Memoria de la casa de los muertos

Carolina Cuenca

Una vez más la buena literatura, una vez más Fiódor Dostoyevski, nos aporta luces para acercarnos a la realidad que se nos presenta a veces con la máscara de una casi rutinaria, pero a la vez trágica experiencia. Hoy, la tradición celebra la memoria de los fieles difuntos, la cual se suele traducir en el gesto de la visita a los camposantos.

Se trata de una constatación cultural acerca de cómo el hombre necesita relacionarse con su propio misterio, de mortalidad y a la vez de deseo de infinito. La muerte, esa escuálida sombra que atemoriza y alimenta la imaginación, pero también esa permanente compañía que forma parte de nuestro itinerario histórico, ejerce un doble efecto de atracción y espanto.

Dostoyevski recuerda en la obra que dedicó al oscuro régimen presidiario que se vivía en su época, en la lejana Siberia, en su caso personal experimentado por cinco años y por razones políticas, cómo el encierro, el trato cruel, la lejanía, el olvido, llevan a las personas a experimentar la desesperación, cierto, pero también la vivencia más profunda de la propia condición personal. ¿Qué significa un juego, un baño, una oración, un verano para una persona presa, desechada, empobrecida? ¿Es posible vivir la virtud en el dolor? Interesantes cuestiones que deberían interpelarnos si queremos avanzar y no retroceder como sociedad.

La memoria, la muerte, el deseo de felicidad son temas muy humanos que hablan de nuestra dimensión trascendente. Porque el hombre no fue ni nunca será totalmente determinable, un destino acabado, un simple punto en el mapa estadístico de una tiranía o un perfecto engranaje de supersticiones e ideas. El hombre es un abanico de posibilidades, siempre inquieto, capaz de juzgar, obrar y redimirse o volverse un monstruo deformado por la crueldad y la indolencia. Y aún en esto, en su condición más degradada, seguirá siendo libre y un misterio para sí mismo. He ahí su grandeza.

Por eso indigna el menoscabo que hacen ciertas celebraciones seudorreligiosas y a la vez comerciales, como las de Halloween al empujar a sus seguidores más alienados a cometer actos injuriosos y a veces criminales en nombre de un esquizoide regocijo o un placer enfermizo en destruir, invadir o deshonrar sitios que merecen respeto, como el cementerio o la casa que fuera el hogar de una familia asesinada.

¡Qué cosa fea!
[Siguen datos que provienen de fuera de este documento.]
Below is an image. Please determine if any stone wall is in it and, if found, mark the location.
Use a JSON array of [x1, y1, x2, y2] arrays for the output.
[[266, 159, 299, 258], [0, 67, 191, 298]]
Banalizar el mal. Cuidado, ya lo advertía la pensadora Hannah Arendt (1906-1975) en su análisis de ciertos criminales del nazismo que, contrariamente a lo que podríamos pensar, no eran personas particularmente “retorcidas” en su carácter o en su proceder cotidiano y, sin embargo, la falta de conciencia sobre lo que es la dignidad de la persona, el bien o el mal, los hacían funcionales al demoniaco aparato genocida al que pertenecieron. ¡¿Qué tipo de sociedad es la que hace culto de los muertos, convierte la maldad en algo lúdico y a la vez desprecia indolente el sufrimiento ajeno?!

Como muestra un botón: la aglomeración de personas que fueron en el “Día de las Brujas” a tomarse fotos o intentaron entrar a visitar la casa donde se cometió el quíntuple homicidio de una familia asuncena hace poco. Ni qué decir de los profanadores de tumbas y de los autores de vandalismos que intentan subvertir ese frágil orden social que a duras penas se sostiene todavía gracias al esfuerzo y sacrificio de los defensores anónimos del bien común. Sí, justamente, hoy más que nunca hace falta reforzar la memoria y hacer presente en nuestra conciencia colectiva el bien de los pequeños y persistentes actos cotidianos de esos ciudadanos de a pie que, a pesar de sus límites, respetan y valoran cada vida humana, cada familia, cada valor común y también a los muertos, qué en paz descansen.